Captain B.F. MOREY, Assistant Adjutant General.

Official:

STUART ELDRIDGE, Lieutenant and Acting Assistant Adjutant General.

Colonel Haynes was born and raised near Yazoo City, Mississippi. He owns a plantation, and owned negroes before the war. He left the State in 1862, and went to New Orleans, where he received a commission to raise a regiment of Texas troops.

SAMUEL THOMAS, Colonel.

No. 24.

RAILROAD, Camp near Clinton, Miss., July 8, 1865.

Sir: I am induced by the suffering I daily see and hear of among colored people to address you this communication. I am located with my command four miles west of Clinton, Hines county, on the railroad. A great many colored people, on their way to and from Vicksburg and other distant points, pass by my camp. As a rule, they are hungry, naked, foot-sore, and heartless, aliens in their native land, homeless, and friendless. They are wandering up and down the country, rapidly becoming vagabonds and thieves from both necessity and inclination. Their late owners, I am led to believe, have entered into a tacit arrangement to refuse labor, food or drink, in all cases, to those who have been soldiers, as well as to those who have belonged to plantations within the State; in the latter case, often ordering them back peremptorily to their "masters."

One planter said in my hearing lately, "These niggers will all be slaves again in twelve months. You have nothing but Lincoln proclamations to make them free." Another said, "No white labor shall ever reclaim my cotton fields." Another said, "Emigration has been the curse of the country; it must be prevented here.

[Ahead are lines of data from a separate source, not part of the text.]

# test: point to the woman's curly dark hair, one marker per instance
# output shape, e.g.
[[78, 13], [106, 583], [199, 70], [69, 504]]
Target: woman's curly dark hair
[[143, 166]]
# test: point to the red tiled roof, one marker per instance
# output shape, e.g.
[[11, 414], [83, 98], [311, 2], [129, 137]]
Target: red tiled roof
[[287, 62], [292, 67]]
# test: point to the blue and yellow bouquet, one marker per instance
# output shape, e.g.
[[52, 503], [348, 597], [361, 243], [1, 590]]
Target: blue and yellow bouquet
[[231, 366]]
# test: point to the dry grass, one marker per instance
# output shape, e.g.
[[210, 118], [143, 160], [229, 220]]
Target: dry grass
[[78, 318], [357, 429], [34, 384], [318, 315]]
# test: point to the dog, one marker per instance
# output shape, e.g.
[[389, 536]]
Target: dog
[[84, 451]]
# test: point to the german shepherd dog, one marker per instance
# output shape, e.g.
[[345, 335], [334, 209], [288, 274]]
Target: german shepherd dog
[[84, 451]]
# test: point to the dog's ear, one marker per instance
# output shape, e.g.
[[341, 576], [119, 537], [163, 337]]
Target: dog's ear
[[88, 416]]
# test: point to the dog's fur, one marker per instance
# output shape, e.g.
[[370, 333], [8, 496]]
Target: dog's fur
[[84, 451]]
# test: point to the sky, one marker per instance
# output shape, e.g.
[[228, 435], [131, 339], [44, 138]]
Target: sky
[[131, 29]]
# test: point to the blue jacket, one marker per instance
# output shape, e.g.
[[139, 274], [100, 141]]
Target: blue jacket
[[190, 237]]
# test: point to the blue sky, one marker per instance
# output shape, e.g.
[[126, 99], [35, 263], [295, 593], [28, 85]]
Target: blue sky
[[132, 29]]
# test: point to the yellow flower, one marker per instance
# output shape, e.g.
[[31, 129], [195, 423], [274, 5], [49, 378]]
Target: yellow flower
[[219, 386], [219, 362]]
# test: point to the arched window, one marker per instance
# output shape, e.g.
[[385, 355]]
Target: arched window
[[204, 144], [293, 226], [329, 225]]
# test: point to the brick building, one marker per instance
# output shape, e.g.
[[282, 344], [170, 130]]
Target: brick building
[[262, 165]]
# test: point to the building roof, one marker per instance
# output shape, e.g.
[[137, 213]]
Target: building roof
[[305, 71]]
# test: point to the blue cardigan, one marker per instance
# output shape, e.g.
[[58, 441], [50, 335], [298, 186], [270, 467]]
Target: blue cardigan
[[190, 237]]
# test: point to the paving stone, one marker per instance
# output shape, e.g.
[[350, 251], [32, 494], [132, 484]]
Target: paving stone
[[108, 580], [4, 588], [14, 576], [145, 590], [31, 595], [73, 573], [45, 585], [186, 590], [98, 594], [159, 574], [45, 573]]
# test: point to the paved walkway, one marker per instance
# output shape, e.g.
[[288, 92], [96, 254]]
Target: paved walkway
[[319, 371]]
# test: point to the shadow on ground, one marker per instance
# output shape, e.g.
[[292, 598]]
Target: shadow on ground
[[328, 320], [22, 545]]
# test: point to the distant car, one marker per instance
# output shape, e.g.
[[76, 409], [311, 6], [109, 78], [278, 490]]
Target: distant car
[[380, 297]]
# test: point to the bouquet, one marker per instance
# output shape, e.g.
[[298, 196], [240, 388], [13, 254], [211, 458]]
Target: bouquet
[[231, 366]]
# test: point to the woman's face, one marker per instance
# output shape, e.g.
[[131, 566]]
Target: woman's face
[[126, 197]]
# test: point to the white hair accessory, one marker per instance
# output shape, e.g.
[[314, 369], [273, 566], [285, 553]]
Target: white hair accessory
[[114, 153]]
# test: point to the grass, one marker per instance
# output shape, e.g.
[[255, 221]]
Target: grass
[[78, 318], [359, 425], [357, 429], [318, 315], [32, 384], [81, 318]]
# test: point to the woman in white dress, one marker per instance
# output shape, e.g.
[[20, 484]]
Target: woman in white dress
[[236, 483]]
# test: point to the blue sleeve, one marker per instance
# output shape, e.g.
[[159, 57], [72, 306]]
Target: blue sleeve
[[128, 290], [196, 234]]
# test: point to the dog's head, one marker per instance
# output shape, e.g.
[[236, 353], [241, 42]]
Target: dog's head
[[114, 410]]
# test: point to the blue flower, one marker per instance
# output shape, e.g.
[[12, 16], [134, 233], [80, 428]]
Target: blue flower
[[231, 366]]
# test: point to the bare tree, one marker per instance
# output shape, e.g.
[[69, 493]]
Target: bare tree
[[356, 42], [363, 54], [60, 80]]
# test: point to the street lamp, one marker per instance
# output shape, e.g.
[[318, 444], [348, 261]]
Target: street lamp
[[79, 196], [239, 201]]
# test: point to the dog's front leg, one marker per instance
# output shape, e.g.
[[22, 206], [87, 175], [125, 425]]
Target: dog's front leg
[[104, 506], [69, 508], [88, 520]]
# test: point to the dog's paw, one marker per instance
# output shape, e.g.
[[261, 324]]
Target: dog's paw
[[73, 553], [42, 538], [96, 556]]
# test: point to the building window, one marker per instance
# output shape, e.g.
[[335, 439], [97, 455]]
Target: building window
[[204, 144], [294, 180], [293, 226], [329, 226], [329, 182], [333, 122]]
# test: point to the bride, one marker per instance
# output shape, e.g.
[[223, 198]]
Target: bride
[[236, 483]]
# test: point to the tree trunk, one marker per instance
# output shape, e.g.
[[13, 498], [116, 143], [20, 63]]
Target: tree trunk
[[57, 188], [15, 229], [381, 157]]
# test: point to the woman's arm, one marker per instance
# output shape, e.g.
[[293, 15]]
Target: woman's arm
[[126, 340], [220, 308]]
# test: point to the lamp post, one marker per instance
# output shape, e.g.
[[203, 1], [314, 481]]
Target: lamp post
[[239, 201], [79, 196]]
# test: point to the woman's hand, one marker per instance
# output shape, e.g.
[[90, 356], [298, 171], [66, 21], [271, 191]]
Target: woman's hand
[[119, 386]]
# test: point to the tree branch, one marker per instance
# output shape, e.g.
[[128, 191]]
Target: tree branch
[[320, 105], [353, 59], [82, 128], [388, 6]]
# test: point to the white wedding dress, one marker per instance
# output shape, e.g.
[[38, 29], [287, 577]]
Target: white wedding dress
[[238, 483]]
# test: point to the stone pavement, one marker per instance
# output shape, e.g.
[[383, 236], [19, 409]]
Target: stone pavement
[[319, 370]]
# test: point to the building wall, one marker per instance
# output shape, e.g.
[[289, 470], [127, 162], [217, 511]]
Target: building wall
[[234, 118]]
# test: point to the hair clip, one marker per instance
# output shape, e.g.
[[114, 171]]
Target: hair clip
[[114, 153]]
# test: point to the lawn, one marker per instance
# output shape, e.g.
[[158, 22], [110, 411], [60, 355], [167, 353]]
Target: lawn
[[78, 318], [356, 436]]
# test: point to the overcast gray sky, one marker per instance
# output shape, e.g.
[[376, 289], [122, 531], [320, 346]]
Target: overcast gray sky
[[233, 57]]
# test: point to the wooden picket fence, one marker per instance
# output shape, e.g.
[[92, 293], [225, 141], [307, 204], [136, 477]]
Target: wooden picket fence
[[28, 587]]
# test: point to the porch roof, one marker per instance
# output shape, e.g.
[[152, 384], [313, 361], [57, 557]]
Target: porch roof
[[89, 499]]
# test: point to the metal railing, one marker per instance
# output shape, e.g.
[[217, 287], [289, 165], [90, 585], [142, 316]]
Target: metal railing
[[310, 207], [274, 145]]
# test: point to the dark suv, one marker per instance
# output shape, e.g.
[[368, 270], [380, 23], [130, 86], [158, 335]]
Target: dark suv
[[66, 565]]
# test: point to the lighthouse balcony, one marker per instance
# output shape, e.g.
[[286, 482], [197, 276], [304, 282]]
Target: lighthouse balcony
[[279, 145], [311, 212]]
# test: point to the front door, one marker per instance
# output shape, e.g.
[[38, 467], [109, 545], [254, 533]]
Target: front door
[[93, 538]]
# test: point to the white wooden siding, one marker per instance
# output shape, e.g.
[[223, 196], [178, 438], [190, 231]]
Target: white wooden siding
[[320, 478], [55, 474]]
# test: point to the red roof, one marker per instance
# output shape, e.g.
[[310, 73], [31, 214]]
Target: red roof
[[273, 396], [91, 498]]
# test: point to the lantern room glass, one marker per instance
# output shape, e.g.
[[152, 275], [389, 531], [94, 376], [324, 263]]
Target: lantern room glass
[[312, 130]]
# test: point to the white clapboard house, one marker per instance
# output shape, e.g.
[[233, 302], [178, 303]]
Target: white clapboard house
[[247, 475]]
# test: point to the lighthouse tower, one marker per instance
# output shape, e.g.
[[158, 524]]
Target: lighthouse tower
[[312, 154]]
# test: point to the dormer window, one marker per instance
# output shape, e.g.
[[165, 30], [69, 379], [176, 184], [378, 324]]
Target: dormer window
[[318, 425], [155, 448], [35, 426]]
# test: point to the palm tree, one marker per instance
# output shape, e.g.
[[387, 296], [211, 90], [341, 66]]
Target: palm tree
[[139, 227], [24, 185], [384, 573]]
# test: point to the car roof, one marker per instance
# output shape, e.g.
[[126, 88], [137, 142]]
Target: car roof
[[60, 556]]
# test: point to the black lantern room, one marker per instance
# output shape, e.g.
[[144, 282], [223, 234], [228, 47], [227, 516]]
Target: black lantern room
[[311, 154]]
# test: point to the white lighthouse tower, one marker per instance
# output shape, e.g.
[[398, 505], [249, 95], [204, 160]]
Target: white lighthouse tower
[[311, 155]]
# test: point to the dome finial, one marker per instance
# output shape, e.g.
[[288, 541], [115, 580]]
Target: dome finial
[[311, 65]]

This soil must be held by its present owners and their descendants." Another said, "The constitutional amendment, if successful, will be carried before the Supreme Court before its execution can be certain, and we hope much from that court!"

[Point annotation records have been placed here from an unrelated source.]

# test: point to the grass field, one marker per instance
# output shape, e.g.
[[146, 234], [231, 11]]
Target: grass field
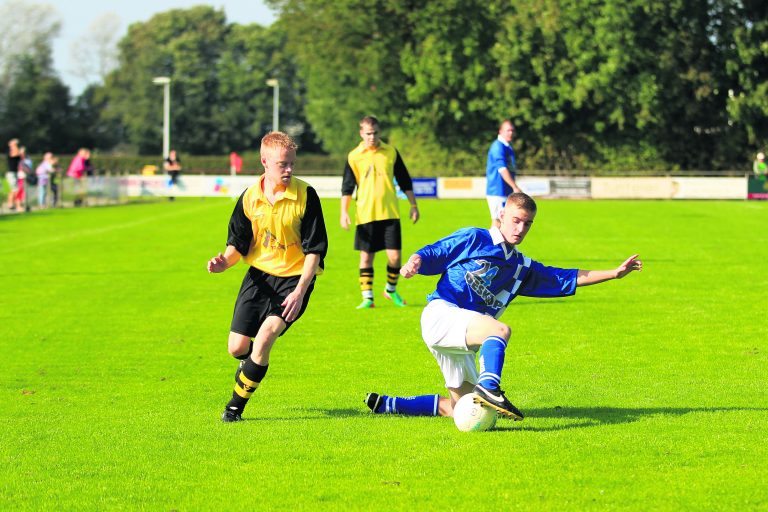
[[643, 394]]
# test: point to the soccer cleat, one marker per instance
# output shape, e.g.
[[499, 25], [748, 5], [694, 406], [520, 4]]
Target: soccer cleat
[[373, 401], [231, 415], [395, 298], [366, 304], [496, 400]]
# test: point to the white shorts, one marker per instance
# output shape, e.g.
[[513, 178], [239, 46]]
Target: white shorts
[[495, 205], [444, 330]]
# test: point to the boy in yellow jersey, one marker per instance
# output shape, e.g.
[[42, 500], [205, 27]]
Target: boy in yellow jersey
[[277, 228], [371, 167]]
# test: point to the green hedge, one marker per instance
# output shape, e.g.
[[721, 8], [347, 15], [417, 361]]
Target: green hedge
[[420, 163]]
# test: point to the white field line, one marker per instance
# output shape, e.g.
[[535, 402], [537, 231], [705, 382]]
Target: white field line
[[70, 235]]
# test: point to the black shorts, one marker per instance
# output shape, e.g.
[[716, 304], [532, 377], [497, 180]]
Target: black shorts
[[378, 235], [261, 295]]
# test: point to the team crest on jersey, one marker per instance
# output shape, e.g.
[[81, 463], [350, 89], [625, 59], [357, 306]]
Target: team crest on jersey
[[480, 281]]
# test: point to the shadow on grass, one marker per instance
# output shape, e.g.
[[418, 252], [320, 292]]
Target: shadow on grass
[[581, 417], [315, 414]]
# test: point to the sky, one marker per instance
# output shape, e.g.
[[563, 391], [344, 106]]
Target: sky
[[77, 15]]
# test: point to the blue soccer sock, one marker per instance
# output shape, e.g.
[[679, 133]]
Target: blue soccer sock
[[422, 405], [491, 362]]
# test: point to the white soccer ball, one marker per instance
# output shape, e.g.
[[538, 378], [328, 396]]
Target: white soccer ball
[[472, 417]]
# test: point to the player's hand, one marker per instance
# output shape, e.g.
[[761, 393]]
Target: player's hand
[[411, 268], [414, 214], [217, 264], [632, 263], [292, 305], [344, 220]]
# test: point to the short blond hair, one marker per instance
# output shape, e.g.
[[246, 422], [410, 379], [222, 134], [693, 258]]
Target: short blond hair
[[277, 140]]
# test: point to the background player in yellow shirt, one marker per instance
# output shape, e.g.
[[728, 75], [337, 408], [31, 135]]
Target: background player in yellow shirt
[[371, 168], [277, 228]]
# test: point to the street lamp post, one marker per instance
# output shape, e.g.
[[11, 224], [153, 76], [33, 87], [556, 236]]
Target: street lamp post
[[275, 84], [166, 83]]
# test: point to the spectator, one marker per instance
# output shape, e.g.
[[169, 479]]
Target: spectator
[[23, 172], [13, 168], [78, 169], [54, 174], [759, 167], [235, 163], [500, 170], [172, 166], [44, 172]]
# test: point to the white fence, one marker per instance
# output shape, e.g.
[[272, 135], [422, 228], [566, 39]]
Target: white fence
[[467, 188]]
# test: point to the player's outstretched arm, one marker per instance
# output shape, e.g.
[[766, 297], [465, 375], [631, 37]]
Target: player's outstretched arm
[[222, 262], [412, 266], [588, 277], [344, 219]]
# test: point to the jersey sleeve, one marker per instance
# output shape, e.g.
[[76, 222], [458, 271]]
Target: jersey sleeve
[[240, 233], [401, 174], [544, 281], [314, 238], [348, 182], [437, 257]]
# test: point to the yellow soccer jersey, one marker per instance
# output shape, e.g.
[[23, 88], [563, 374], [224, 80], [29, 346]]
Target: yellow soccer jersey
[[275, 238], [373, 171]]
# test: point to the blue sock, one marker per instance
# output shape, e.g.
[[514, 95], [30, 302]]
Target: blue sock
[[491, 362], [423, 405]]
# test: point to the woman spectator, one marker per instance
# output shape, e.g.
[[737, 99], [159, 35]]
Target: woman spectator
[[44, 172], [13, 168]]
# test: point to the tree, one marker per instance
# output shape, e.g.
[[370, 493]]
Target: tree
[[348, 55], [95, 53], [748, 66], [39, 110], [184, 45]]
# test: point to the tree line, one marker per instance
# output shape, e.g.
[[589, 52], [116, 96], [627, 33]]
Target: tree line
[[589, 84]]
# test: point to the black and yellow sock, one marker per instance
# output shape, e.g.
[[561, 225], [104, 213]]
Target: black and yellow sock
[[366, 282], [393, 273], [246, 382]]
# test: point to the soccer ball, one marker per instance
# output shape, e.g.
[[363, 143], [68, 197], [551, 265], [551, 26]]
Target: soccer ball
[[472, 417]]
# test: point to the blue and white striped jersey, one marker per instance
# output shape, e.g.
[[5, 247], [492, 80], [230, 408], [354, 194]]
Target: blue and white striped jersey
[[482, 273]]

These expressions I have listened to at different times, and only repeat them here in order that I may make the point clear that there is already a secret rebel, anti-emigration, pro-slavery party formed or forming in this State, whose present policy appears to be to labor assiduously for a restoration of the old system of slavery, or a system of apprenticeship, or some manner of involuntary servitude, on the plea of recompense for loss of slaves on the one hand, and, on the other, to counterbalance the influence of Yankee schools and the labor-hiring system as much as possible by oppression and cruelty. I hear that negroes are frequently driven from plantations where they either belong, or have hired, on slight provocation, and are as frequently offered violence on applying for employment. Dogs are sometimes set upon them when they approach houses for water. Others have been met, on the highway by white men they never saw before, and beaten with clubs and canes, without offering either provocation or resistance. I see negroes almost every day, of both sexes, and almost all ages, who have subsisted for many hours on berries, often wandering they know not where, begging for food, drink, and employment.